20. The region of N that cuts the flu virus away from receptors on the host cell surface is known as the “active site”. The genetic code of the influenza virus mutates rapidly to help influenza escape our immune system. However, the regions of the genome that encode the “active site” are highly conserved. Discuss specificity of the active site to describe why this might be? If the shape of the active site changes then the action of the protein will no longer work. In this case, the N active site would no longer bind with its substrate, sialic acid, so the virus would never escape host cells to infect new cells.
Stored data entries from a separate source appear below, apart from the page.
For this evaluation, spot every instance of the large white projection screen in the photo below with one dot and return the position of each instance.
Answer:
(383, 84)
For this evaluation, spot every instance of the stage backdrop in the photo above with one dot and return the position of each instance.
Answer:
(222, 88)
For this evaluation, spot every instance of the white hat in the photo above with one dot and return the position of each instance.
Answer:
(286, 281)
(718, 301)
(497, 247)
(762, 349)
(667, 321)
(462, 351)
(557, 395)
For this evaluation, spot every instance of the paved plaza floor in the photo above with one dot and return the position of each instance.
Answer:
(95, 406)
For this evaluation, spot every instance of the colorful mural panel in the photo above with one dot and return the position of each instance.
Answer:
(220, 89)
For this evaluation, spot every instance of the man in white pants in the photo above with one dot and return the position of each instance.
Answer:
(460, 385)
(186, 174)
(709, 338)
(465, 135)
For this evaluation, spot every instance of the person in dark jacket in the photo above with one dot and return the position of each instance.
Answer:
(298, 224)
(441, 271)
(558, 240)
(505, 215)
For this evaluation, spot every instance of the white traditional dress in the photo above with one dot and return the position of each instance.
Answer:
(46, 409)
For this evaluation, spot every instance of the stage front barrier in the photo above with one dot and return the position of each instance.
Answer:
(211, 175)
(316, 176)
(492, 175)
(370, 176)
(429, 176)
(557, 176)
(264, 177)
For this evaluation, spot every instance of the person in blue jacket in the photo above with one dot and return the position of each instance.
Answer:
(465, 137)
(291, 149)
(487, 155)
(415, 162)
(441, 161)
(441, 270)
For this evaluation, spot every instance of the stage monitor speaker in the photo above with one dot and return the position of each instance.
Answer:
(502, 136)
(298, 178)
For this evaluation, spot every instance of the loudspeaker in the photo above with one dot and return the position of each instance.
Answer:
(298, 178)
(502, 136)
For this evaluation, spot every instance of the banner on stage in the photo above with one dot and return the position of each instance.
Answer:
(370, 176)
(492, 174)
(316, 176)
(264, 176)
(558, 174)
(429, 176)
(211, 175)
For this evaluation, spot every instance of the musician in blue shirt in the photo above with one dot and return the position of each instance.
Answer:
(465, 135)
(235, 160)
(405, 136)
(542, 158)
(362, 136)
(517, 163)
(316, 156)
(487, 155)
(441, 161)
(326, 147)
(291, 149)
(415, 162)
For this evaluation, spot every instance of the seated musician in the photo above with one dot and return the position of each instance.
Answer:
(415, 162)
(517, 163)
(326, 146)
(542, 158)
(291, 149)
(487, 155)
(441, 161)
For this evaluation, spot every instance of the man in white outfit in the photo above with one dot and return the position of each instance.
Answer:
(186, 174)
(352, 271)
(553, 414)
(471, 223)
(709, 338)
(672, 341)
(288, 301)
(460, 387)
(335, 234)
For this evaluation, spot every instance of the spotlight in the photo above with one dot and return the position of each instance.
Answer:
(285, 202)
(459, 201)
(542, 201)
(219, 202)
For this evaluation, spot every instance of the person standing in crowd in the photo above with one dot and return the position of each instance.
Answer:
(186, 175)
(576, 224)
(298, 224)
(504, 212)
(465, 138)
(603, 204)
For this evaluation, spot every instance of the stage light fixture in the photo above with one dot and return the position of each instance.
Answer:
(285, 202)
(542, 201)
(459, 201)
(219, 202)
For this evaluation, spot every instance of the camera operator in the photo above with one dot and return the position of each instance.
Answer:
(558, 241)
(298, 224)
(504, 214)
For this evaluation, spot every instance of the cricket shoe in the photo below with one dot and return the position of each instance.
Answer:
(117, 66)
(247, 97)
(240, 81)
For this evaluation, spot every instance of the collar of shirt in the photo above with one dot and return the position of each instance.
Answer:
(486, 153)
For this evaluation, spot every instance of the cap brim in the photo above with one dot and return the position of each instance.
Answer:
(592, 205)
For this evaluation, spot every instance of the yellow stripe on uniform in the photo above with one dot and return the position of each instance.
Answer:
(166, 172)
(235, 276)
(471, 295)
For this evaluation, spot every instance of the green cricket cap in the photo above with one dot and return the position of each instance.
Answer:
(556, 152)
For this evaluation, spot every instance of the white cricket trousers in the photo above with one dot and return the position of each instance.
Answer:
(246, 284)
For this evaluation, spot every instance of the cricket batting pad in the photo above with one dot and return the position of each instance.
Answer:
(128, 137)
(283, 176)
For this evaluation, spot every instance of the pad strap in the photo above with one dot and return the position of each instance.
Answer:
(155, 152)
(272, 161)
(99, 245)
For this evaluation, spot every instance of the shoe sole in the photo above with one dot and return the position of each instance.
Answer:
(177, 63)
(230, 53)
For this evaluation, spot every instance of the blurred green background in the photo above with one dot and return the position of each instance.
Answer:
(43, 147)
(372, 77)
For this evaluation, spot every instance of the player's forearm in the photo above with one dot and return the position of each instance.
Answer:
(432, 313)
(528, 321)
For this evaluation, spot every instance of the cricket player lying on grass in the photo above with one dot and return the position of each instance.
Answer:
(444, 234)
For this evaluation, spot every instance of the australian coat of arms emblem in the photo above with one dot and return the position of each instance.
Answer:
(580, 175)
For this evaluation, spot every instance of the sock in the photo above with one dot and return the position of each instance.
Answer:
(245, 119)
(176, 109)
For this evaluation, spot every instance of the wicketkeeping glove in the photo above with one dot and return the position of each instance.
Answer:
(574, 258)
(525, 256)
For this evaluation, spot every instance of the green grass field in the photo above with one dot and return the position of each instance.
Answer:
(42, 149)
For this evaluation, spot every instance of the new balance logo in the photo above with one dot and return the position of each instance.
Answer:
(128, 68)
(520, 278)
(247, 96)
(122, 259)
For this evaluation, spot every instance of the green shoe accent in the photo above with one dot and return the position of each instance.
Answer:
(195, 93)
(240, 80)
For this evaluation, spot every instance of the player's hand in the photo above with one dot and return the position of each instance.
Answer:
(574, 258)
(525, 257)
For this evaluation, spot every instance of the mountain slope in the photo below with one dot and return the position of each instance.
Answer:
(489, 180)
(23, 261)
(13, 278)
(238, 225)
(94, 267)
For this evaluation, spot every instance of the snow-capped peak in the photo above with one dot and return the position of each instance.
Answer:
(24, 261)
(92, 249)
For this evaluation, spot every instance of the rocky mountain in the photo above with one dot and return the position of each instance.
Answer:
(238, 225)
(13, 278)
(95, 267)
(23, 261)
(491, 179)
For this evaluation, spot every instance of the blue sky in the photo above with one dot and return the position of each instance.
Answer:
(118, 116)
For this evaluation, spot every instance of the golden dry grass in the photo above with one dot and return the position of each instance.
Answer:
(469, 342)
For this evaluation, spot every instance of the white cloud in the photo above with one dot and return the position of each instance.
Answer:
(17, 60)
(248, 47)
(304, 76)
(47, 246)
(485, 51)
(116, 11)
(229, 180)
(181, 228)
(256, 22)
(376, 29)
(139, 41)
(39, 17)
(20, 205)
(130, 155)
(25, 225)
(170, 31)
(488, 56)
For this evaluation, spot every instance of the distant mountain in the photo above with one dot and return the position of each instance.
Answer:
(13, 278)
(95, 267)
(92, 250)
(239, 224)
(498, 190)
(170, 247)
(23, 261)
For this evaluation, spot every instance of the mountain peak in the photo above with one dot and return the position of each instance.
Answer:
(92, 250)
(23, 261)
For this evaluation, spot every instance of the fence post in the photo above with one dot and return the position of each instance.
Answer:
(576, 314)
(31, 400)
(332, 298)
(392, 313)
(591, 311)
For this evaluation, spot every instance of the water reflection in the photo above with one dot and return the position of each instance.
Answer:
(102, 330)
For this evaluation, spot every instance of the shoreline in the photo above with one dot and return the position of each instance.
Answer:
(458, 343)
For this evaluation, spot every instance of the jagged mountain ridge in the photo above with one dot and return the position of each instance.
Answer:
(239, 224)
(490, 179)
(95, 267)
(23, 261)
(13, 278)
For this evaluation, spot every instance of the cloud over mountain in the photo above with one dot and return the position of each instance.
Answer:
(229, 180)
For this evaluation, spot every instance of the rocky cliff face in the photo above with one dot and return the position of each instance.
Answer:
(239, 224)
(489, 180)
This mutation would not be passed on to subsequence viruses as they would never make it to a new host cell to replicate.
Controlling Chronic Pain: Venoms for Drugs
Open the Cn3D file named ‘Ion channel and neurotransmitter’
21. How many acetylcholine molecules are found binding with this molecule (this chemical causes the ion channel to open)? 1
22. How many parts make up this ion channel? (look for the different colours) 5 (5 polypeptides are found making up the quaternary structure)
23. Rotate the molecule so you have an aerial view. Draw 2 quick sketches showing what it looks like from the side and from above. Indicate on each where transport of sodium ions would occur.
24. Indicate on each sketch above where the acetylcholine binding site is located.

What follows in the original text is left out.